It would be nice for Sophos to have an offline installation. A number of remote sites in my case have very poor internet connectivity and having the installation files download during the installation process is tedious and unsuccessful in some cases.

When there is problem with Endpoint, and reinstall is needed, after uninstall, there is lot of registry keys, and files left on the system. On some cases, i have to grab 3rd party tool to remove registry keys. It would be really helpful for us (aspecially in large enviroments), to have complete uninstaller. Something, that get rid of everything, all files, all registry keys, so i can do clean installation.
Thanks in advance for your feedback.

Flag a stolen or lost device in Sophos Endpoint.

Device can be locked down, possibly remote wiped or operation system disabled.

Notification sent to Sophos Central Admin when device reports in on internet connection.

Every time Exploit Prevention has an update, each computer ends up in the "Computers with Errors" field, because it needs a reboot. You can't acknowledge them to remove them from that list, and they won't be removed until they reboot. We try not to reboot our users computers unless we have a scheduled maintenance.
It would be nice if there was a distinction between an Error and a "reboot needed"

I check that report to see when computers are legitimately having problems, so when every computer appears in that list after an update, it kind of defeats the purpose.

It would be helpful to be able to specify the length of time or the maximum size of logs stored on endpoints, so that we can plan for storage requirements, rather than them growing indefinitely.

I'd really like it, if under Computer Management -> Manage Computers, it show the last update/login date of the computers in the list.
This way it would be easier to keep track of old systems that are no longer updating.
I'm sure that this also would be useful in the full version, for administrators to keep track of systems that are no longer using/need licences.

Installation on Thousands of Mac's is practically impossible with an app installer. Why would you not give a .dmg install pachage that could be sent out via MDM solutions such as JAMF Casper or others? We can not rely on thousands of end user, in our case students from grade 5-12th to run through an install package. If we had known this beforehand, Sophos would not have been considered...

Currently, when enabling the setting to require MFA for all admins, it breaks the AD Sync tool. The only way around this is to manually add Admins to the list required to use MFA. This is a potential security issue as it is easy to forget to do this. I would like to see a feature added where MFA can be set to required for all admins, but the ability to add an exception for instances such as the account used for AD Sync. Thanks

Put a PAUSE button on the Central Endpoint scans! When it is scanning it makes using the computer next to impossible with high resource usage. All applications are slow to respond, if at all. Sometimes need to use the computer during a scheduled scan--no choice now but to Cancel the scan. Unfortunately Sophos has not provided an option to rescue his work. All other antivirus and anti-malware software have PAUSE buttons. Why not Sophos? Sophos theme is security made simple. So pls do not complicate. Need a button pls.

We're constantly having hosts that have a status of red because Sophos is falsely reporting that "Running malware in quarantine or cleanup failure" Can we fix this or have an automated process to delete the events.db?

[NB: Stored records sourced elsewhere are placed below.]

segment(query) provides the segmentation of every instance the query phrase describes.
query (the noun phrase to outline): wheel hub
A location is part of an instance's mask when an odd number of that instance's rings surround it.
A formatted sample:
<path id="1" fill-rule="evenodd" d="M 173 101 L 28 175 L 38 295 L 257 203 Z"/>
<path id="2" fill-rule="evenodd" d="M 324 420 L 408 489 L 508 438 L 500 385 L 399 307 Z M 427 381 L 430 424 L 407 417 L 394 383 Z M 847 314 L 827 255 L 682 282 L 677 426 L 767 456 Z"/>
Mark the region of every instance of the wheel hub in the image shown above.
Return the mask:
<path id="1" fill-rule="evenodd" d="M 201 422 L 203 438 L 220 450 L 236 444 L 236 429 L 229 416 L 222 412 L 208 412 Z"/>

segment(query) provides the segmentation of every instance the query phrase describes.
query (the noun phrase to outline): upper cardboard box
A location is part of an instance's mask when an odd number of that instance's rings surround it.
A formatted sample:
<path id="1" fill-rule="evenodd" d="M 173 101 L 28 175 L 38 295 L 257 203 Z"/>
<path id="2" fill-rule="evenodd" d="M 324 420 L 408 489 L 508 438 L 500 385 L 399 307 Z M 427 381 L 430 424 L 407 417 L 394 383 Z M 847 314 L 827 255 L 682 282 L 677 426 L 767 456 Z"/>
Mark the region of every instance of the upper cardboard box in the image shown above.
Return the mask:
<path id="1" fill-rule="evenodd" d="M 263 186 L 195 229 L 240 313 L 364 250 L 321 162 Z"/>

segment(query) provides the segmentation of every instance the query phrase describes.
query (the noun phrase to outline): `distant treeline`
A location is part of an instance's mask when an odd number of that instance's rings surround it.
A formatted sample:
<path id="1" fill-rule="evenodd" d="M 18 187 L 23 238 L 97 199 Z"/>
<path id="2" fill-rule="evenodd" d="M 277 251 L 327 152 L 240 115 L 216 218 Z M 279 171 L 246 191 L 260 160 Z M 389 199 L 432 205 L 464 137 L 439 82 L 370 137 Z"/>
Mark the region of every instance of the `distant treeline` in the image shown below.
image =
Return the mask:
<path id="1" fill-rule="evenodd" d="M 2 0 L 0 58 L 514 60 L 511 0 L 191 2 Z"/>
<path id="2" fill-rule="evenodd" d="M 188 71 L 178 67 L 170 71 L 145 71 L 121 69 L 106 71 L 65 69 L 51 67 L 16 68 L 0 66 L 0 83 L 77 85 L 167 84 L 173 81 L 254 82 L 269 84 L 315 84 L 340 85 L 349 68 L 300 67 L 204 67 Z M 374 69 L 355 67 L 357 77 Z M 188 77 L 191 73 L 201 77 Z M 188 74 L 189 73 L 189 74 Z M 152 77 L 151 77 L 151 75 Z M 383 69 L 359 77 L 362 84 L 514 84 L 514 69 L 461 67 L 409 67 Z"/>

It would be nice to be able to block all users from being able to install any software on their company computers using Sophos Intercept X advanced...just the same way we have server lockdown in Intercept X for servers, kindly do the same to Sophos endpoint.

It would be really good if there is a report list of assets together with latest AV signature can be extracted from the Sophos Central

more than half the tickets I get from our enterprise console are the need for reboots, please reconsider adding this feature and/or read the comments from other frustrated users of your software. Or even offer the ability to force a reboot after 1 week. Something besides sticking your head in the sand.

Sophos is really good at finding malware, but not so good at cleaning it up. Half the time it requires, "Manual Cleanup." If it had better/more powerful removal capabilities, that would be fantastic.

Security Configuration Asssessment (SCA)

Security Content Automation Protocol (SCAP) Scan is method for using known standards to run vulnerability and compliance scans. This allows the user to evaluate and secure their systems.

Each policy check can contain an optional compliance field that is used to specify how the check is relevant to different Compliance Standards specifications.

Scan based on:
CIS https://www.cisecurity.org/cybersecurity-tools/cis-cat-pro/
Stigs (DOD) https://public.cyber.mil/stigs/scap/
NIST.

Help to compliance with ISO27001, PCI DSS, CSC, NIST.

It would be nice to configure Web Control Policies based on the Computer Group or a Computer as Type instead of only Users, for example a Laptop that is not only in use in the company but also used at home for private use.

End point protection installer in windows installer MSI format with parameters please.